August 6, 2007 (CAIRO) — Egyptian police detained a Sudanese woman as she tried to cross the border into Israel with her 2-year-old daughter on Sunday, Egypt’s official news agency reported.

Police identified the woman as Merry Demis Locko, 27, a Sudanese refugee from the war-torn Darfur area, the Middle East News Agency said.

The arrest comes three days after an Israeli television station reported seeing Egyptian soldiers killing four Sudanese refugees, beating two of them to death in front of horrified Israeli soldiers. The other two were killed when Egyptian soldiers opened fire on them, the TV reported. The incident was filmed by army surveillance video and interviews with the soldiers.

Egyptian police told The Associated Press that authorities arrested two Sudanese refugees Thursday, seriously injuring one when he scuffled with police.

Without specifically mentioning the incident, a spokesman for Egypt’s Foreign Ministry on Saturday accused the Israelis of trying to “drive a wedge” in Egypt’s relations with Sudan. The spokesman did not confirm or deny the Israeli media report.

But he said the Egyptian government was implementing laws to try to stem an increasing influx of Sudanese refugees trying to cross into Israel.

Hundreds of Sudanese refugees, many from the war-wracked Darfur region, have crossed the desert border from Egypt into Israel in recent months.

Last month, Egyptian border guards shot and killed a Sudanese woman and wounded four others. She was the first Sudanese refugee to be killed.

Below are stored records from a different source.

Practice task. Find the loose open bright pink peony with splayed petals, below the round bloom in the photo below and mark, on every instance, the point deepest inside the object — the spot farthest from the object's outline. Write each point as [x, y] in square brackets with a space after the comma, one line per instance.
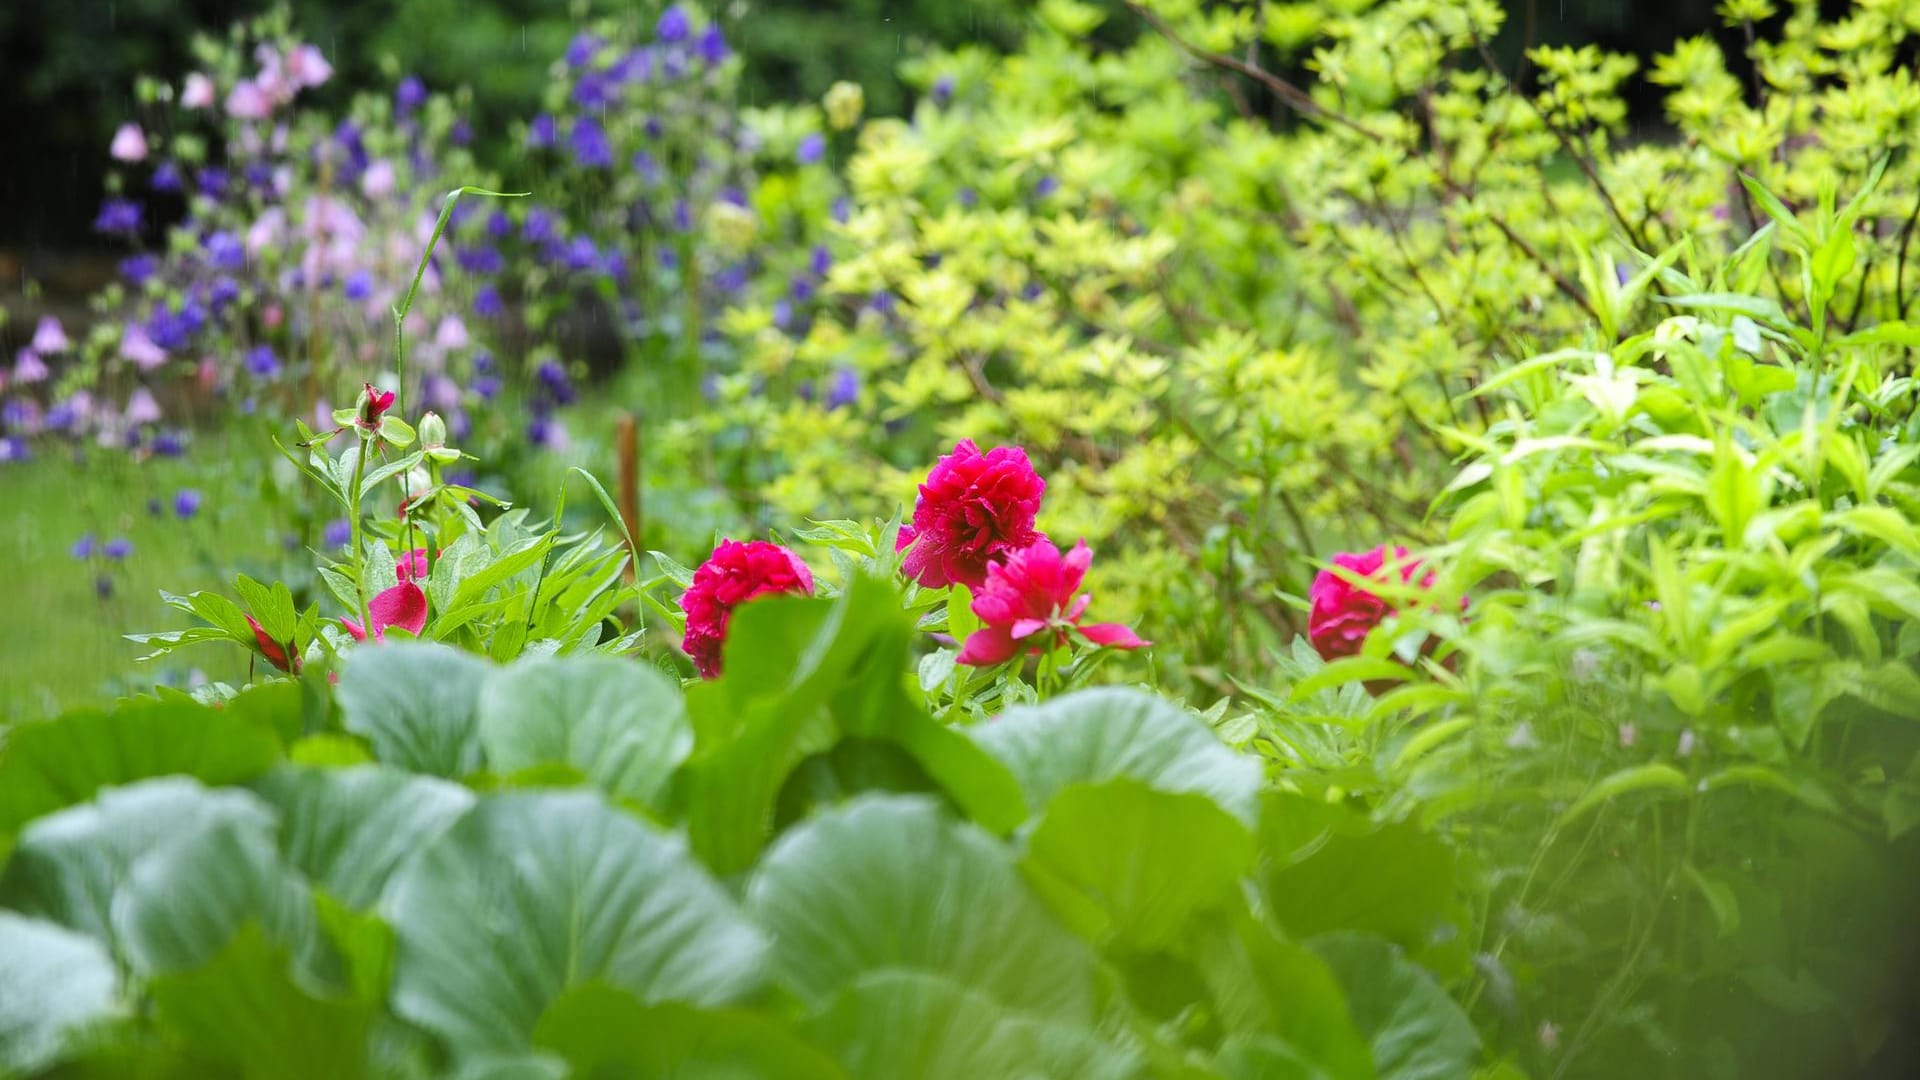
[1030, 597]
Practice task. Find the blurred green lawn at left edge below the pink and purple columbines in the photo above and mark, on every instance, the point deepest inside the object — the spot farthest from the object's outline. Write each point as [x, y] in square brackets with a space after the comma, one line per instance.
[62, 637]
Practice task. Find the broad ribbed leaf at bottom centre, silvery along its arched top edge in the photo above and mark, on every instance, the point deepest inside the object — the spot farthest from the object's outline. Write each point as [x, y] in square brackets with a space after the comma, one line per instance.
[890, 883]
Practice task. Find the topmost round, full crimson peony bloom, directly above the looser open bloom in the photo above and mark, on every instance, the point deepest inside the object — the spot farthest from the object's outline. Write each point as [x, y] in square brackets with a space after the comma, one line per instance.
[971, 514]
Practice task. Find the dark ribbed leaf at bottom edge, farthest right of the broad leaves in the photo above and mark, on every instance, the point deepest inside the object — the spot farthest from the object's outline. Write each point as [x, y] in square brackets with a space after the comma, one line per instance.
[1416, 1031]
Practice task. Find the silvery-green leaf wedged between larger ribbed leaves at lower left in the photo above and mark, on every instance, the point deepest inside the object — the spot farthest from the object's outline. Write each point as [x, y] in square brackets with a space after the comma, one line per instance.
[348, 829]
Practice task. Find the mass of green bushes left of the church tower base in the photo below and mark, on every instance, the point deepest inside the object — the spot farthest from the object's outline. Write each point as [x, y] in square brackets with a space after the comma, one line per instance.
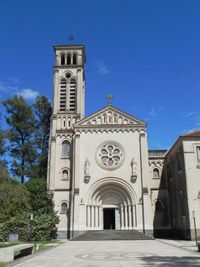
[17, 202]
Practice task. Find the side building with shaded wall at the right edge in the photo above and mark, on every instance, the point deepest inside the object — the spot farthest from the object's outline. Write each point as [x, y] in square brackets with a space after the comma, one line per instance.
[182, 166]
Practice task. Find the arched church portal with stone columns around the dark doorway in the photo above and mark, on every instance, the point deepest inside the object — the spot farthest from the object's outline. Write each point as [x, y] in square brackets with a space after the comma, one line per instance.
[111, 204]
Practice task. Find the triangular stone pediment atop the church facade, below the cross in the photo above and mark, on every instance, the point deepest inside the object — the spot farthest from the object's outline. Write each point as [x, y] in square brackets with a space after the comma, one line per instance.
[110, 116]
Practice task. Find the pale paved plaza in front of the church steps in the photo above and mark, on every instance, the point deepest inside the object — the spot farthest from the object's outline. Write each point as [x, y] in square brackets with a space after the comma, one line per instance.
[113, 254]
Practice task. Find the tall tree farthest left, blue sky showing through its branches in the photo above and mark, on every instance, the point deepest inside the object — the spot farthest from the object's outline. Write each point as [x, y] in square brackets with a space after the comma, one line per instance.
[21, 124]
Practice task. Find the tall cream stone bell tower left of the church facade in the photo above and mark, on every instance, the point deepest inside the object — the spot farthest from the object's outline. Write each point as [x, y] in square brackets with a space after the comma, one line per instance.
[68, 108]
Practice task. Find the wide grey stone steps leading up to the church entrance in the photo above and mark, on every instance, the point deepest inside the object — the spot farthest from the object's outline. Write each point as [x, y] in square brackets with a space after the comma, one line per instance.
[111, 235]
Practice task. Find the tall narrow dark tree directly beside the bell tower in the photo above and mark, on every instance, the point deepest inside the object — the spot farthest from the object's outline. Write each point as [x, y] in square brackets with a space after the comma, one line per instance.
[42, 112]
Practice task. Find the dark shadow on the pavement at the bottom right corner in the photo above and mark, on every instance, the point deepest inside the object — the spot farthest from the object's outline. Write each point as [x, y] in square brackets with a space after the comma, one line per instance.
[171, 261]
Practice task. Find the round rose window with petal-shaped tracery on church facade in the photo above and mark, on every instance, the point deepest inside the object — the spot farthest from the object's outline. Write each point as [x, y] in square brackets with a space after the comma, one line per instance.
[110, 156]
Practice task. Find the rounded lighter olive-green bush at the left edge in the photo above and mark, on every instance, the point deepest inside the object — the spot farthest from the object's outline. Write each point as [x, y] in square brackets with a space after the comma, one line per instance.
[14, 199]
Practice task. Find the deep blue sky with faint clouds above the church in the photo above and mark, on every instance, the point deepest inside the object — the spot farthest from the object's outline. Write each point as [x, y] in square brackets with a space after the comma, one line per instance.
[146, 53]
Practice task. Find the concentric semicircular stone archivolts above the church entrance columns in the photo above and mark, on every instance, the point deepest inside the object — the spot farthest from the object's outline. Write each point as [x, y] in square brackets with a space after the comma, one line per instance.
[111, 186]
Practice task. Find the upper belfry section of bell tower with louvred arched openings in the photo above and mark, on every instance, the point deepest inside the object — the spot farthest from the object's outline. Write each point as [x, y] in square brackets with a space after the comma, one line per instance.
[69, 82]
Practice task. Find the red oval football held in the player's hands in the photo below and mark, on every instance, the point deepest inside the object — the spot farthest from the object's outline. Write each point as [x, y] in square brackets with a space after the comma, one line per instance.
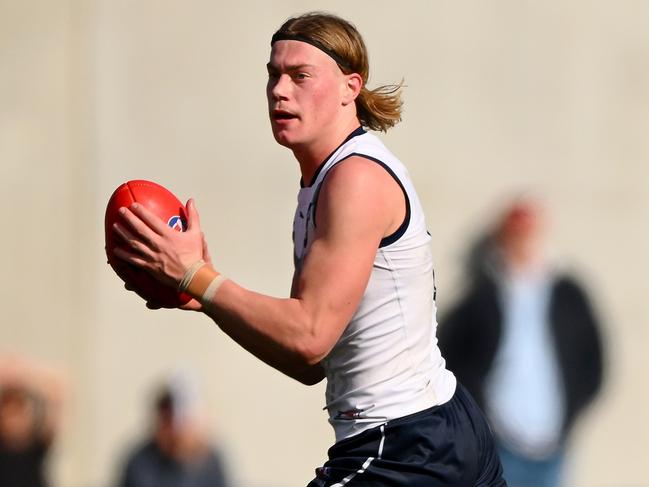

Israel estimates that 2,800 people have entered the country illegally through its Sinai Peninsula border in recent years, nearly all from Africa. The number shot up in the past two months, apparently as word spread of job opportunities in Israel. As many as 50 people arrived each day in June, according to the U.N. High Commissioner for Refugees.

Many Sudanese find life difficult in Egypt, a country that struggles to provide jobs and social services for a growing refugee population. Egyptian riot police violently cleared a refugee encampment in central Cairo in 2005, killing nearly 30 people.